Quantitative Aptitude – Surds & Indices
Master radical simplification and exponent rules to simplify expressions swiftly.
1. Surds (Radicals)
- Surd form: \( \sqrt{n} \), \( \sqrt[3]{n} \), etc., when \( n \) is not a perfect power.
- Simplify by prime factorization under the root (e.g., \( \sqrt{72} = \sqrt{36 \cdot 2} = 6\sqrt{2} \)).
- Rationalize denominators to remove radicals.
2. Indices (Exponents)
- Basic rules: \( a^m \times a^n = a^{m+n};\; a^m ÷ a^n = a^{m−n};\; (a^m)^n = a^{mn} \).
- Negative exponent: \( a^{−n} = 1/a^n \).
- Fractional exponent: \( a^{m/n} = \sqrt[n]{a^m} \).
3. Combined Expressions
- Combine like bases using exponent laws.

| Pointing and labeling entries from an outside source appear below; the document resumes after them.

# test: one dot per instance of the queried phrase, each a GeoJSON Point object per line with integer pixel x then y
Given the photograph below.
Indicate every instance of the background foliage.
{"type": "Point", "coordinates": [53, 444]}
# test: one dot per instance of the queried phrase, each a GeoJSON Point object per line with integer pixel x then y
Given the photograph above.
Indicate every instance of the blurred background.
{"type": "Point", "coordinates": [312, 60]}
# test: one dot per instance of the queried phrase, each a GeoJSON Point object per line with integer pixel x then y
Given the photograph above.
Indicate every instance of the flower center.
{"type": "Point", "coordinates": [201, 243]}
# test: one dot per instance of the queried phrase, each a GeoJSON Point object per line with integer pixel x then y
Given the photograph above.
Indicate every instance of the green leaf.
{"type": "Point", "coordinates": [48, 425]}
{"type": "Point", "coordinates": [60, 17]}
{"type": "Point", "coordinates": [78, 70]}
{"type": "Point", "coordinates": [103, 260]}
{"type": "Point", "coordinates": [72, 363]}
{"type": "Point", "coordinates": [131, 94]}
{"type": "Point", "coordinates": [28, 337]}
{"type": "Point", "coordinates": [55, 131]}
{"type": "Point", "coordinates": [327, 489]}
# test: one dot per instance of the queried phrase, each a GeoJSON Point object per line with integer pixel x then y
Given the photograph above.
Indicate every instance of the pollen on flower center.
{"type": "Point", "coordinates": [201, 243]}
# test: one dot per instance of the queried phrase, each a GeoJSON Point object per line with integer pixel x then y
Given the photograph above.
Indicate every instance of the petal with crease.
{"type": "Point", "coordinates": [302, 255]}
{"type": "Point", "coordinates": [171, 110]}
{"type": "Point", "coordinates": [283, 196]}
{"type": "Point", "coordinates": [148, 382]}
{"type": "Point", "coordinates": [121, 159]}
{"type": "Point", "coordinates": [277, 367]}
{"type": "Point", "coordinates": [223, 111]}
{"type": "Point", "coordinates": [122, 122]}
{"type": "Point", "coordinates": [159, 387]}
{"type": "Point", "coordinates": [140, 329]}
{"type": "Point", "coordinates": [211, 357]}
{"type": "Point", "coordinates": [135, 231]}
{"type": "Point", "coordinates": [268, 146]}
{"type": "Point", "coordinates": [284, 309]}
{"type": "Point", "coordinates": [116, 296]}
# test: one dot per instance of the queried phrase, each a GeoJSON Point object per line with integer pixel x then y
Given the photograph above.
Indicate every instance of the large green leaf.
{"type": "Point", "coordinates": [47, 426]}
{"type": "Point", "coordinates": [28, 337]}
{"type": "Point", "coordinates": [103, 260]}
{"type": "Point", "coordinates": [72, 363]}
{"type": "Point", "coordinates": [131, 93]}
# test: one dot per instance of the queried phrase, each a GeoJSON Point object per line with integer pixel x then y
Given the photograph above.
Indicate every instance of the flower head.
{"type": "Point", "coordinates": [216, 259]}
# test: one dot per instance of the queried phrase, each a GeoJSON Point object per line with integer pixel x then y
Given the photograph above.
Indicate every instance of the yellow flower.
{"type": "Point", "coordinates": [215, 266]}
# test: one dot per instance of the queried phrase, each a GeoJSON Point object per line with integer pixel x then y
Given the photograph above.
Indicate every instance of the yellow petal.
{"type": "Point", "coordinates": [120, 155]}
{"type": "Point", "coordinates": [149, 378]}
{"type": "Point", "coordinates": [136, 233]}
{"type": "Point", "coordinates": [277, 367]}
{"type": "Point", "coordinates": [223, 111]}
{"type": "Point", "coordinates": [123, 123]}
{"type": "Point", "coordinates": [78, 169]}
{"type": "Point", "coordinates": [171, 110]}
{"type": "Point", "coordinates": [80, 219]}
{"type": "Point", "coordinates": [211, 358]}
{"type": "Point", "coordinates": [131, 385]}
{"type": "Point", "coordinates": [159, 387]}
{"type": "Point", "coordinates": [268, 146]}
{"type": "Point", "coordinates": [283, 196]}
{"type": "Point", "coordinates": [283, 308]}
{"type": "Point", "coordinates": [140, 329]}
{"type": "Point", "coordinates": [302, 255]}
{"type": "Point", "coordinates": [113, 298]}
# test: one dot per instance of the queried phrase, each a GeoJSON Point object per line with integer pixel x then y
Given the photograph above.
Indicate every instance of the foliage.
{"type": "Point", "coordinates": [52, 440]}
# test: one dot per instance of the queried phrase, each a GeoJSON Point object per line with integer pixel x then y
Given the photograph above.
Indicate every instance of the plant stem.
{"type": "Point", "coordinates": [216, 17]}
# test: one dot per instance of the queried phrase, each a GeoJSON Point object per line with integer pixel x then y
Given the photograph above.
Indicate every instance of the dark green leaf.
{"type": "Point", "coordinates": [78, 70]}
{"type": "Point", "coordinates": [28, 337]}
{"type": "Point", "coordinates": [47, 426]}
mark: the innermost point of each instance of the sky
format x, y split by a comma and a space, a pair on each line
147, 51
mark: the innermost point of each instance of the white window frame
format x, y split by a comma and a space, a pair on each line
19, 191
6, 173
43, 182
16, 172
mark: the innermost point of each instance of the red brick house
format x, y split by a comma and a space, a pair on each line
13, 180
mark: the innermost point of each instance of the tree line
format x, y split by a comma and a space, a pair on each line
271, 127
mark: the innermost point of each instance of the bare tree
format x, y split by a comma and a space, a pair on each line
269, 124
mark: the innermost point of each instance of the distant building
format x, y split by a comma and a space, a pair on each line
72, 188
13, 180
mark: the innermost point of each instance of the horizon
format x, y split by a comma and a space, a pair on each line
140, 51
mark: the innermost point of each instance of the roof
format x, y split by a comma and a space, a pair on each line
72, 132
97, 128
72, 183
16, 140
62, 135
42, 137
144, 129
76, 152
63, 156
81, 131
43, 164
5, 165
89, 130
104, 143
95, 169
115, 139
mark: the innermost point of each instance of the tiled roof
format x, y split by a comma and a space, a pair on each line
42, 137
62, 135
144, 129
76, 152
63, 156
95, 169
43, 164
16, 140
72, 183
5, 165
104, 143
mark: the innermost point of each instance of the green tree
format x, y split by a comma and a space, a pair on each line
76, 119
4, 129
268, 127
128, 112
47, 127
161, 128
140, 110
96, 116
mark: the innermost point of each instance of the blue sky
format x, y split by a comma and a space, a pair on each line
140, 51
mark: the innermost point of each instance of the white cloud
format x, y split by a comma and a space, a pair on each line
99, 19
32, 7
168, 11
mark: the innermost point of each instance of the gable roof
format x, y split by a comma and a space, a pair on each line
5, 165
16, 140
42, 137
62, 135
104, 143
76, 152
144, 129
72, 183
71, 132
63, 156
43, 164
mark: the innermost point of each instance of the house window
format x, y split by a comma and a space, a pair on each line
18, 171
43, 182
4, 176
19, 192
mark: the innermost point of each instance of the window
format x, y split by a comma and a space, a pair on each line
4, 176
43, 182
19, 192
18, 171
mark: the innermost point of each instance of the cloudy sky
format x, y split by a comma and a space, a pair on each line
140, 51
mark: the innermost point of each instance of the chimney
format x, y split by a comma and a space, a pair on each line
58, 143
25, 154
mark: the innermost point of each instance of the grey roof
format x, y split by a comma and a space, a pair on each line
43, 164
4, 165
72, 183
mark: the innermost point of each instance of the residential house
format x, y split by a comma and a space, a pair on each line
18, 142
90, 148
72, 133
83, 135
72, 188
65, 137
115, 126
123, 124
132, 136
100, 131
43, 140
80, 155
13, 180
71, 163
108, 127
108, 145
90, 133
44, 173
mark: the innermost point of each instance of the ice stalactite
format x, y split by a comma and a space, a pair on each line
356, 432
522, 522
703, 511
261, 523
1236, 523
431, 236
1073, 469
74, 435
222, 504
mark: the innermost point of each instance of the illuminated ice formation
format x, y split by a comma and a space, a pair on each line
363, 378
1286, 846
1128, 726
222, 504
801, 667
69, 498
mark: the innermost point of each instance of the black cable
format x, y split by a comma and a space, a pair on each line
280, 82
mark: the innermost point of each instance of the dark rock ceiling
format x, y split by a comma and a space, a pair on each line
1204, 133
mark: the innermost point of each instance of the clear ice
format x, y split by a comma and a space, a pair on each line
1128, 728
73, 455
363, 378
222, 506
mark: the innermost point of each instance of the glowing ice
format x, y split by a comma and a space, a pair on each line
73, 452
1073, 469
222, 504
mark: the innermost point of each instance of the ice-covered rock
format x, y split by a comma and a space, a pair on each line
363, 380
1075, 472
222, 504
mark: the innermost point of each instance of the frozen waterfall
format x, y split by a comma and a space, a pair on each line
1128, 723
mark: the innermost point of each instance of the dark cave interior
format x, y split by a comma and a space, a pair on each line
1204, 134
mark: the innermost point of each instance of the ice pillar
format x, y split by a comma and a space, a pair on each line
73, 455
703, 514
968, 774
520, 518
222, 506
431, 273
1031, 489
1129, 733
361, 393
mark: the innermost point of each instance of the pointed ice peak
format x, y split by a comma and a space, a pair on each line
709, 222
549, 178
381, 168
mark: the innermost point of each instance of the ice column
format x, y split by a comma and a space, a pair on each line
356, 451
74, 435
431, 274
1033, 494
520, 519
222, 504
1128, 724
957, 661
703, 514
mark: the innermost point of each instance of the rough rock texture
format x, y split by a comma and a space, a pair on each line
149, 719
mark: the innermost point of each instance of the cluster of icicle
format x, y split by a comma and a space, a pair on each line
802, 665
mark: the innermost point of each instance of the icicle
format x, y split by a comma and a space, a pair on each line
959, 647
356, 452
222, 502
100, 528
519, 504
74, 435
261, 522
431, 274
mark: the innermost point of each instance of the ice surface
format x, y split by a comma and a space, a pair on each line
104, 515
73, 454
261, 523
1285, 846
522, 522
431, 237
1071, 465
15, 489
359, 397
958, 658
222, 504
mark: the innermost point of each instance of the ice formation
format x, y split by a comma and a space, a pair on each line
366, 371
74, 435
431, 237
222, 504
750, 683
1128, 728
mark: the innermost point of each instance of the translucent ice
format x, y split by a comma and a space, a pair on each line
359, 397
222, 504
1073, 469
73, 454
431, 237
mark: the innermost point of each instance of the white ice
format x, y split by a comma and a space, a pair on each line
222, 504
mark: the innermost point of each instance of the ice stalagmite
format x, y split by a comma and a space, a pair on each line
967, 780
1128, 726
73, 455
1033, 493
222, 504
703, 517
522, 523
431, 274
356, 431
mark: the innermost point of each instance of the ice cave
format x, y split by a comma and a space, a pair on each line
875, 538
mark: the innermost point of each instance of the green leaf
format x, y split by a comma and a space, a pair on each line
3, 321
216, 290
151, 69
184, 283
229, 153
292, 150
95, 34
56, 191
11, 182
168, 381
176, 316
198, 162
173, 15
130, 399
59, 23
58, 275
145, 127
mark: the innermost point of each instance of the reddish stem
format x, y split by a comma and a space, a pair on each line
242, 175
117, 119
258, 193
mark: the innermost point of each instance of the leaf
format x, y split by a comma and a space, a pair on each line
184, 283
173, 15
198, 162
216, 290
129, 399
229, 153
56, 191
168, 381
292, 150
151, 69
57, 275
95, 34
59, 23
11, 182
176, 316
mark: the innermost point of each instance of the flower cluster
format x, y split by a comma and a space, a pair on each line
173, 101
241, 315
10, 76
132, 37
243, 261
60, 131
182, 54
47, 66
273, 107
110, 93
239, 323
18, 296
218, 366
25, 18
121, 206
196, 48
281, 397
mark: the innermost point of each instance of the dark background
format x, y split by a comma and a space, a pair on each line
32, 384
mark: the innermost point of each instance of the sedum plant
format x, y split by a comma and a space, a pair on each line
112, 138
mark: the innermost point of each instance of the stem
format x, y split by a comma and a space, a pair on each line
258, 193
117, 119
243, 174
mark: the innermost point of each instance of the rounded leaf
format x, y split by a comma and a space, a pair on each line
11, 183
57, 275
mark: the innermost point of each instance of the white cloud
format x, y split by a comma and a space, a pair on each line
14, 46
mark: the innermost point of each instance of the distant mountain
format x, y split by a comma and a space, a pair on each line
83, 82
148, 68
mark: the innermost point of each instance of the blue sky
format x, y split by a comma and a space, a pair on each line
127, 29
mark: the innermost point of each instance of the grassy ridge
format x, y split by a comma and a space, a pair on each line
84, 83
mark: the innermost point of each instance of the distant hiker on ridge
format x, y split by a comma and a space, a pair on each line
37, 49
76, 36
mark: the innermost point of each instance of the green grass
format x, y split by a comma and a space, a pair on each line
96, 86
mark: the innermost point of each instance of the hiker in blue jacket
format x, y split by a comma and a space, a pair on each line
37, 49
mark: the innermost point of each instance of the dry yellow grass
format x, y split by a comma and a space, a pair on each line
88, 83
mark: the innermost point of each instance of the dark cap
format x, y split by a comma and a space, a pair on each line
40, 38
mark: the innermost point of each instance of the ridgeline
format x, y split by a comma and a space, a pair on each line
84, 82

- Convert surd form into exponent form to simplify.
4. Quick Tips
- Always simplify radical part under the root first.
- Cancel exponents immediately when bases match.
- Rationalize by multiplying top and bottom by conjugate if needed.
5. Common Mistakes
- Incorrect exponent rules application.
- Forgetting to rationalize denominators in final form.
6. Revision Checklist
- Practice surd simplification and exponent laws weekly.
- Memorize prime factor pairs for root extraction.
Summary: Simplify surds by extracting squares, apply exponent rules cleanly, rationalize denominators, and use exponent-surd conversions for fast and precise solutions.